KOMPAS.com - Salah satu vaksin Covid-19 asal China yakni vaksin Sinovac saat ini masih dilakukan uji klinik fase 3 di Indonesia. Tentu untuk melihat efektivitas dari vaksin itu.
Hanya saja, ditemukannya vaksin Covid-19 bukan menjadi satu-satunya cara untuk menghentikan pandemi. Karena, wabah virus corona sebelumnya yaitu SARS-CoV dan MERS-CoV berhasil dihentikan tanpa dengan vaksin.
"Saya kira pemerintah tetap perlu melakukan berbagai upaya pencegahan penyebaran Covid-19 ini secara maksimal," ujar pakar virologi dari FKKMK Universitas Gadjah Mada (UGM), dr. Mohamad Saifudin Hakim, MSc., PhD, seperti dikutip dari laman UGM, Senin (17/8/2020).
Baca juga: Guru Besar UGM: Ini 9 Senyawa Meningkatkan Sistem Imun saat Pandemi
Hal itu diungkapkan dr. Hakim ketika memberikan tanggapan mengenai uji klinik fase tiga vaksin Covid-19 yang kini tengah dilaksanakan di tanah air.
Menurutnya, negara-negara yang sukses menahan laju peningkatan kasus Covid-19, seperti China sendiri, Korea Selatan, Selandia Baru, dan Taiwan.
Negara-negara itu bisa menekan peningkatan kasus dengan upaya-upaya pencegahan penularan yang dilaksanakan dengan baik dan disiplin.
Adapun hal-hal yang harus dilakukan ialah tindakan pencegahan seperti isolasi kasus, contact tracing dan karantina, penjarakan fisik, memakai masker, cuci tangan, dan karantina komunitas (lockdown).
Terkait vaksin asal China itu, menurut dr. Hakim tidak bisa diklaim ini akan efektif digunakan nantinya, sebab perlu menunggu hasil uji klinisnya.
"Jangan terburu-buru menyimpulkan bahwa vaksin yang sedang diuji klinis saat ini pasti akan efektif dan sudah pasti menjadi pilihan untuk diedarkan. Ini kesimpulan yang terlalu dini," katanya.
Dikatakan, kandidat vaksin yang sudah masuk ke uji klinis fase 3 tidak menjamin bahwa uji klinisnya akan berhasil. Sebab, banyak kandidat vaksin yang sudah menjalani uji fase 3 namun gagal karena ternyata terbukti tidak efektif.
Hanya saja, dia berpendapat bahwa pengembangan vaksin Covid-19 sekarang ini jadi salah satu upaya banyak negara untuk menghentikan pandemi.

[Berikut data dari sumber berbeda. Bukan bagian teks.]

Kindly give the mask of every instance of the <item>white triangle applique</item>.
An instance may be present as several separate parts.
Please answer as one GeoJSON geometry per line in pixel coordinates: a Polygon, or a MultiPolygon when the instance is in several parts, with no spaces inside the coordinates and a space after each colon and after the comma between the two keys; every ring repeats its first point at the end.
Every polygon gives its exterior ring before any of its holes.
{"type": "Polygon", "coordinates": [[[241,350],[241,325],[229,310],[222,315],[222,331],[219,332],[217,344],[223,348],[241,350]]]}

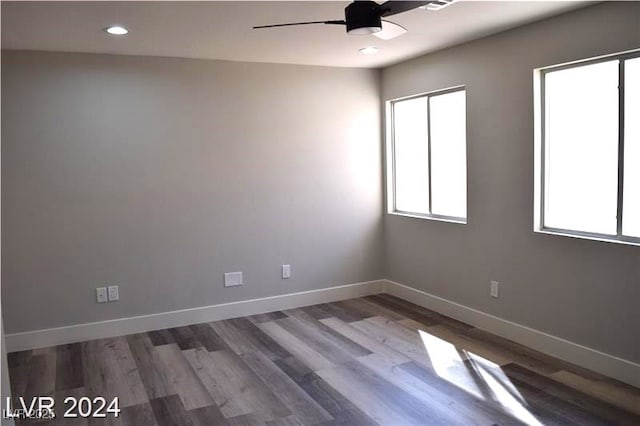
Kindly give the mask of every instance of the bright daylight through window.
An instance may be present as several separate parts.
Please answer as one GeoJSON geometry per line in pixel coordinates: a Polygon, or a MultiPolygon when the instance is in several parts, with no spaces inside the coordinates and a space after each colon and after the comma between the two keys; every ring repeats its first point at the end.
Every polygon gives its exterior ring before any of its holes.
{"type": "Polygon", "coordinates": [[[456,88],[389,103],[391,212],[466,221],[465,96],[456,88]]]}
{"type": "Polygon", "coordinates": [[[637,56],[541,71],[538,230],[640,242],[637,56]]]}

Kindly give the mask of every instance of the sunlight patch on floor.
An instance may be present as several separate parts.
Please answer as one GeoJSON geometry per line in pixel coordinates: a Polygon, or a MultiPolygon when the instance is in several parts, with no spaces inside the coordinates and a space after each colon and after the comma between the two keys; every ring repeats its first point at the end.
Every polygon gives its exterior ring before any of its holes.
{"type": "Polygon", "coordinates": [[[468,374],[462,358],[464,355],[458,352],[454,345],[425,331],[418,330],[418,333],[438,376],[478,398],[485,399],[482,390],[468,374]]]}
{"type": "Polygon", "coordinates": [[[478,398],[495,401],[528,425],[542,426],[499,365],[472,352],[459,350],[424,330],[418,330],[418,334],[438,376],[478,398]]]}

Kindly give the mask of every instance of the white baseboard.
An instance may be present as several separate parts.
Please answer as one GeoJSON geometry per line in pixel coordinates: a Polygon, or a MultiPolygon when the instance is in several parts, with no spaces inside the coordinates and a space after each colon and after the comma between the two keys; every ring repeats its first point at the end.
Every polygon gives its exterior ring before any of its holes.
{"type": "Polygon", "coordinates": [[[640,364],[390,280],[368,281],[158,314],[12,333],[6,334],[5,339],[7,351],[14,352],[292,309],[384,292],[556,358],[640,387],[640,364]]]}
{"type": "Polygon", "coordinates": [[[318,303],[335,302],[337,300],[382,293],[384,286],[384,280],[368,281],[158,314],[6,334],[7,352],[123,336],[151,330],[161,330],[283,309],[292,309],[318,303]]]}
{"type": "Polygon", "coordinates": [[[386,280],[386,293],[481,328],[532,349],[640,387],[640,364],[386,280]]]}

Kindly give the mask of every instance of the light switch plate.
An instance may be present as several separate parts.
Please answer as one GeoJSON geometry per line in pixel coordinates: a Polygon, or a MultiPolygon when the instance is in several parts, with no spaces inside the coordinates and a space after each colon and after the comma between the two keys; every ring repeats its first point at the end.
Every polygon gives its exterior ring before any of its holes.
{"type": "Polygon", "coordinates": [[[109,300],[107,299],[107,288],[106,287],[98,287],[96,288],[96,301],[98,303],[105,303],[109,300]]]}
{"type": "Polygon", "coordinates": [[[491,297],[500,297],[500,283],[498,281],[491,281],[489,294],[491,294],[491,297]]]}
{"type": "Polygon", "coordinates": [[[224,286],[235,287],[242,285],[242,272],[225,272],[224,273],[224,286]]]}
{"type": "Polygon", "coordinates": [[[291,278],[291,265],[282,265],[282,279],[291,278]]]}
{"type": "Polygon", "coordinates": [[[120,294],[118,292],[117,285],[110,285],[107,288],[107,290],[109,292],[109,302],[115,302],[116,300],[120,300],[120,294]]]}

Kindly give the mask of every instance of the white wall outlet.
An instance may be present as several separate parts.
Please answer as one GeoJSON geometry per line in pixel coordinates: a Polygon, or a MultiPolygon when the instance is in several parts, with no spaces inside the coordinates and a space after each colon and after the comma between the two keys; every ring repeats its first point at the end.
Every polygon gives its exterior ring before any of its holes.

Hal itu karena banyak penelitian sudah menunjukkan bahwa antibodi yang terbentuk setelah infeksi SARS-CoV-2 secara alami ternyata tidak bertahan lama lalu akan menghilang dalam 2-3 bulan.

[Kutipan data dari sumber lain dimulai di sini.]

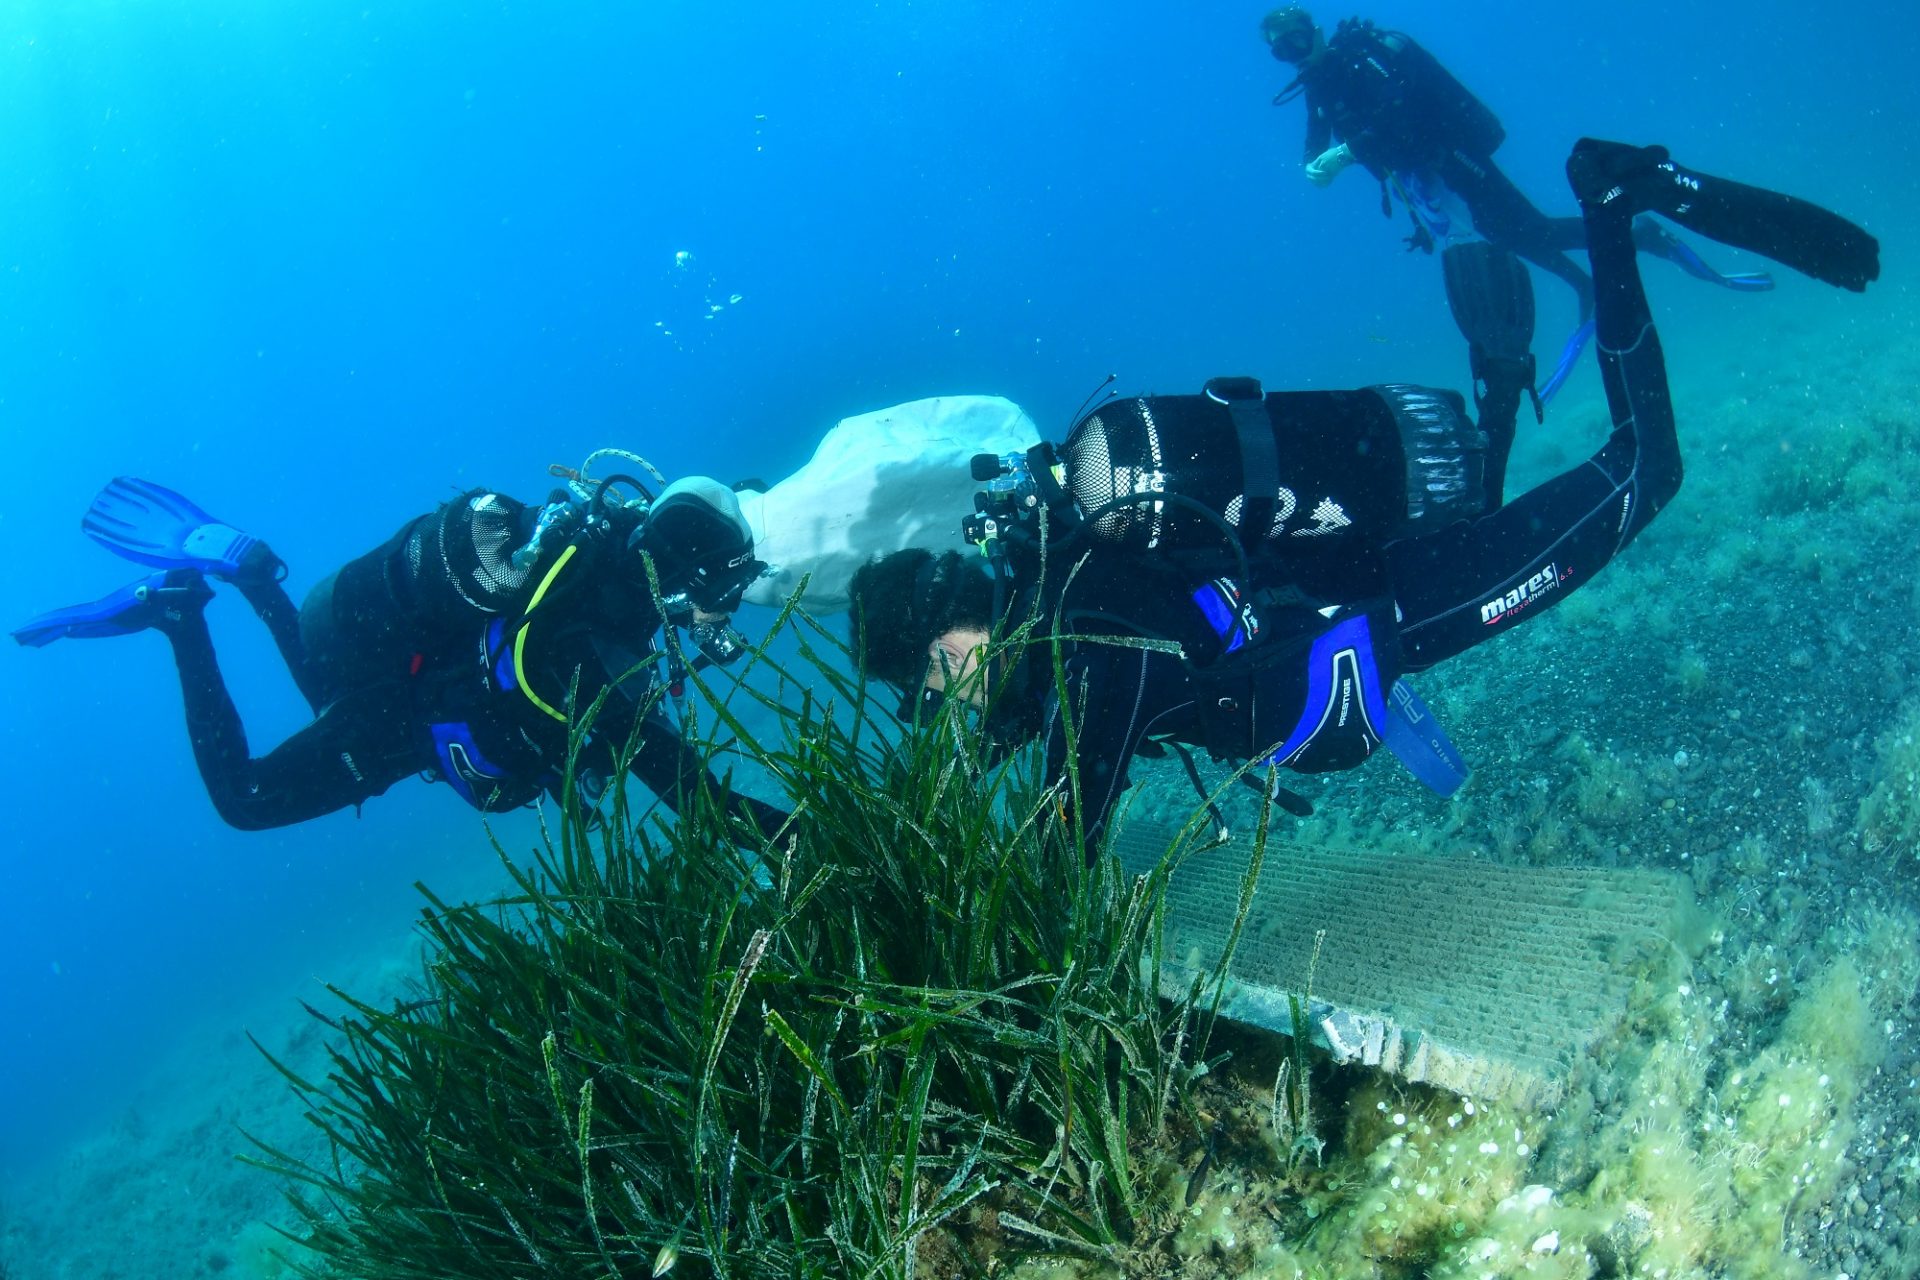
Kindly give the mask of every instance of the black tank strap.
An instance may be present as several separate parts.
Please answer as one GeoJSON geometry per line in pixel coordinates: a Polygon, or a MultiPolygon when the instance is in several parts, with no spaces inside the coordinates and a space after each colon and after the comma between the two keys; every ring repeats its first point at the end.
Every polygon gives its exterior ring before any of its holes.
{"type": "Polygon", "coordinates": [[[1273,527],[1280,501],[1280,447],[1258,378],[1210,378],[1207,398],[1227,406],[1240,442],[1240,545],[1256,550],[1273,527]]]}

Namun jika nantinya vaksin tersebut berhasil dan akan dimasukkan ke dalam program imunisasi nasional, maka kontinuitas program tersebut akan bergantung pada suplai vaksin yang cukup.
Karenanya, pakar UGM ini berharap Indonesia bisa memproduksi sendiri. "Tentu akan mudah dipastikan jika kita mampu memproduksi vaksin sendiri, dibandingkan jika harus membeli dari produsen dari luar negeri," terangnya.
Baca juga: UGM Peringkat 19 Se-Asia Versi 4ICU
Ditambahkan, teknologi pembuatan vaksin terinaktivasi sudah dimiliki oleh PT. Biofarma. Akan tetapi untuk produksi massal vaksin itu harus menunggu hasil uji klinis fase tiga ini.
Simak breaking news dan berita pilihan kami langsung di ponselmu. Pilih saluran andalanmu akses berita Kompas.com WhatsApp Channel : https://www.whatsapp.com/channel/0029VaFPbedBPzjZrk13HO3D. Pastikan kamu sudah install aplikasi WhatsApp ya.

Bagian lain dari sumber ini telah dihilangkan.